On April 28, 2005, the Florida Department of Health announced the ongoing investigation of an upsurge of Florida residents ill with Cyclospora. Over the course of several weeks, Florida residents had complained of intermittent or persistent diarrhea, loss of appetite, substantial weight loss, bloating, increased gas, stomach cramps, nausea, vomiting, muscle aches, low-grade fever, and fatigue.

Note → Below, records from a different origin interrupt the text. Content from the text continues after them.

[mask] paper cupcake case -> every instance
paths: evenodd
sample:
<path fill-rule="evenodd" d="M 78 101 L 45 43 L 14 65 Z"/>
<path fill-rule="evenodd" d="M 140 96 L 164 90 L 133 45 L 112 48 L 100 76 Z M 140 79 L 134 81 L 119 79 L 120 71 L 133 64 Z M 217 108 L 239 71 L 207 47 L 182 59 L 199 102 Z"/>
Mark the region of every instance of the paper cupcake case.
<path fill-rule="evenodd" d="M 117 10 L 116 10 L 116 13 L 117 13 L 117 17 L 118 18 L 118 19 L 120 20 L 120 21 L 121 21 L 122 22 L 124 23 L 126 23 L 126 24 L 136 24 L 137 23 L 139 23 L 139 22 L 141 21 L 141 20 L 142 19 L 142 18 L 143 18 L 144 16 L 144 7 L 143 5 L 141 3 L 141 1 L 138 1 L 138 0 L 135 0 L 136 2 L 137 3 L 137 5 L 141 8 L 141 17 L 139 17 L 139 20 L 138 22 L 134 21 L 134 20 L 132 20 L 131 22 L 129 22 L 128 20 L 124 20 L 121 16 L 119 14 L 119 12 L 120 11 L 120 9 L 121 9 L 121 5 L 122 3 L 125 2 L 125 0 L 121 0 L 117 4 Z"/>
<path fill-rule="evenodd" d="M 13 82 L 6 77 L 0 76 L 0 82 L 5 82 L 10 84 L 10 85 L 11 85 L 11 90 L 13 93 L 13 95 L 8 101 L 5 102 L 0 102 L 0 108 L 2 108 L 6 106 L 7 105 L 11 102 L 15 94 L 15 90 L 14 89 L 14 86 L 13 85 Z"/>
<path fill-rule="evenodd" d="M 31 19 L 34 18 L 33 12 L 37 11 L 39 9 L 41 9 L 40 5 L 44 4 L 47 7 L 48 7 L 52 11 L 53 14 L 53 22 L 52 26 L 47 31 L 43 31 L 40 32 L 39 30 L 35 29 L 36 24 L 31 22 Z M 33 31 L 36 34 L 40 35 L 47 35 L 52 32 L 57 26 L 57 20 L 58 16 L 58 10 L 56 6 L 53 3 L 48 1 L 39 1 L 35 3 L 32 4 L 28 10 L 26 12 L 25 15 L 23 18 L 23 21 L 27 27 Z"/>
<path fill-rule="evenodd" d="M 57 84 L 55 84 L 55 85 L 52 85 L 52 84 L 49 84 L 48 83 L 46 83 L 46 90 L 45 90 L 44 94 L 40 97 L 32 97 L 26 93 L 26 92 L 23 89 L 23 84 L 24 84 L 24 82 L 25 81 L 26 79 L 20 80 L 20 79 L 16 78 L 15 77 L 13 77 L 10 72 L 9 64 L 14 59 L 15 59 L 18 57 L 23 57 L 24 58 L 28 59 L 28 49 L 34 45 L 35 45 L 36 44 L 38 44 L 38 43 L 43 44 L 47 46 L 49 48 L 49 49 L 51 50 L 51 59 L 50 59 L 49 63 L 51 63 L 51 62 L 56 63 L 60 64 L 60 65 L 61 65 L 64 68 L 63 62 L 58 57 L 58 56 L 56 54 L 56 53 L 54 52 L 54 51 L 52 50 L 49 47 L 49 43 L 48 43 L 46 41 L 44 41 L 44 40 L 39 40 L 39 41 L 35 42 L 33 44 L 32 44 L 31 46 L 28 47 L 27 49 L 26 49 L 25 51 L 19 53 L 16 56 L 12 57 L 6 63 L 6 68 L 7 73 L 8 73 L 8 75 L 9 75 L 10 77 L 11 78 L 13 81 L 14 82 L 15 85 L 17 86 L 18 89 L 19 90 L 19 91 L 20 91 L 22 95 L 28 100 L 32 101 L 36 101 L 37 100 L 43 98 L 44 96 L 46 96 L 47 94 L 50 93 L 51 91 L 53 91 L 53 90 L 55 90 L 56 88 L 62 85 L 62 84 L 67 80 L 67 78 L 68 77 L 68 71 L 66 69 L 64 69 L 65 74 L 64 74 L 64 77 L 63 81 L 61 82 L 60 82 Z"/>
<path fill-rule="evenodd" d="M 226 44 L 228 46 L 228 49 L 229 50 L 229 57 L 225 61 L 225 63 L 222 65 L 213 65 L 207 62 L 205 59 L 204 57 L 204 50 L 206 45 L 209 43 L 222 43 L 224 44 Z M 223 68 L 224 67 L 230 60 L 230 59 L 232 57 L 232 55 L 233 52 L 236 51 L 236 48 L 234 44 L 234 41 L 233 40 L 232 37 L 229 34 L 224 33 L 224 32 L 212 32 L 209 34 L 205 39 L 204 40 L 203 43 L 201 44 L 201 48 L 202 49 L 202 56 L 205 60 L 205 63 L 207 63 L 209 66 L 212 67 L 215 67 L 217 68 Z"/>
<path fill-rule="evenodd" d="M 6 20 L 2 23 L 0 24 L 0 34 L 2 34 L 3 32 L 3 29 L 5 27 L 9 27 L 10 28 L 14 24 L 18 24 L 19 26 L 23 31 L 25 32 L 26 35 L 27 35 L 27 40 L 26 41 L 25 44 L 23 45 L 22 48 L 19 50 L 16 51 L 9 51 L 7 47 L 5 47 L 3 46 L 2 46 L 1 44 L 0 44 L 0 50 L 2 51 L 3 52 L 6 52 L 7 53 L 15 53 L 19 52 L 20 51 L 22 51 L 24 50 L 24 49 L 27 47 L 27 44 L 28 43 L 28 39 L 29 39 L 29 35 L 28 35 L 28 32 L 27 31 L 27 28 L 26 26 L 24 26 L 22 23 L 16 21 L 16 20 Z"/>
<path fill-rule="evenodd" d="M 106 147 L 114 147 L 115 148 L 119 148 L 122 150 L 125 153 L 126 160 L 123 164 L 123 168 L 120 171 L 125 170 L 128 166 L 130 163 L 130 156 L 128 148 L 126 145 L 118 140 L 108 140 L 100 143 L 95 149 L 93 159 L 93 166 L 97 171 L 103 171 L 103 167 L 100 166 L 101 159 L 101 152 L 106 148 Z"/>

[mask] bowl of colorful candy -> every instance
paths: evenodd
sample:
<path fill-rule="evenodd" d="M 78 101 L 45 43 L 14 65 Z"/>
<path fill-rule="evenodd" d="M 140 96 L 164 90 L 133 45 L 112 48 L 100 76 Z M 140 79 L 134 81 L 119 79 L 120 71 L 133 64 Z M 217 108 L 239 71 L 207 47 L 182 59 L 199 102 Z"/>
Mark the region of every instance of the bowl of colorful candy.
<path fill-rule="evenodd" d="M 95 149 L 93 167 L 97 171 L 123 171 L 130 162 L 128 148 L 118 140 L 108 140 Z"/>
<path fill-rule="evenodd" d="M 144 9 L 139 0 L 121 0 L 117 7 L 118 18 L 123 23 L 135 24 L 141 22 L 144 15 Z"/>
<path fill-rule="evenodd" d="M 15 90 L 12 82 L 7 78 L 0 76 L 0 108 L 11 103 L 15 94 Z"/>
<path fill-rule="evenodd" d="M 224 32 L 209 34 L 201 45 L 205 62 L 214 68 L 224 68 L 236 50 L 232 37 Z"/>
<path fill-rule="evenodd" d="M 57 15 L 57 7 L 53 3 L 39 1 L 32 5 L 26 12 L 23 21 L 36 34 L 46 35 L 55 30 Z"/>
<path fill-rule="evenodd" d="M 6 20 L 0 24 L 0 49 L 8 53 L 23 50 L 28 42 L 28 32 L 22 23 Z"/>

Over the course of the next weeks and months, Health Departments, including Sarasota County, worked to locate the cause of the outbreak. Sarasota County focused on the Beanstalk restaurant as the most likely source given the number of ill reporting having eaten there in the incubation period of this intestine burrowing parasite.


According to the Florida Division of Environmental Health, Food and Waterborne Disease Program, the Bean Stalk restaurant was on of two restaurants implicated in Sarasota County. The Bean Stalk was described in a presentation by Roberta Hammond, PhD as “Sarasota #1 – independent restaurant/caterer to several offices” – including Mediserve. Ultimately, ninety one cases were confirmed as having been sourced from the Bean Stalk restaurant.
Due in part due to outbreaks in Canada of Cyclospora illnesses linked to Florida, the Federal Food and Drug Administration (FDA) launched a product “trace-back.” This trace-back eventually implicated Country Home SA, Fundo Los Azahares, a manufacturer/shipper in Peru with the sale of contaminated “basil, fresh shredded mixed vegetables for salads and mesculin lettuce.”
The reason given for the FDA Alert was:
Fresh (raw) basil was implicated by an investigation of outbreaks of cyclosporiasis infection with the parasite Cyclospora cayetanensis that occurred in the spring of 2005, in multiple counties in Florida. FDA determined that the source of the implicated basil was Country Home, S.A., located in Huaral, Peru. In addition, FDA identified Country Home, S.A. as a possible source of mixed lettuce, called spring mix or mesclun that was implicated by investigations of two outbreaks of cyclosporiasis that occurred in 1997.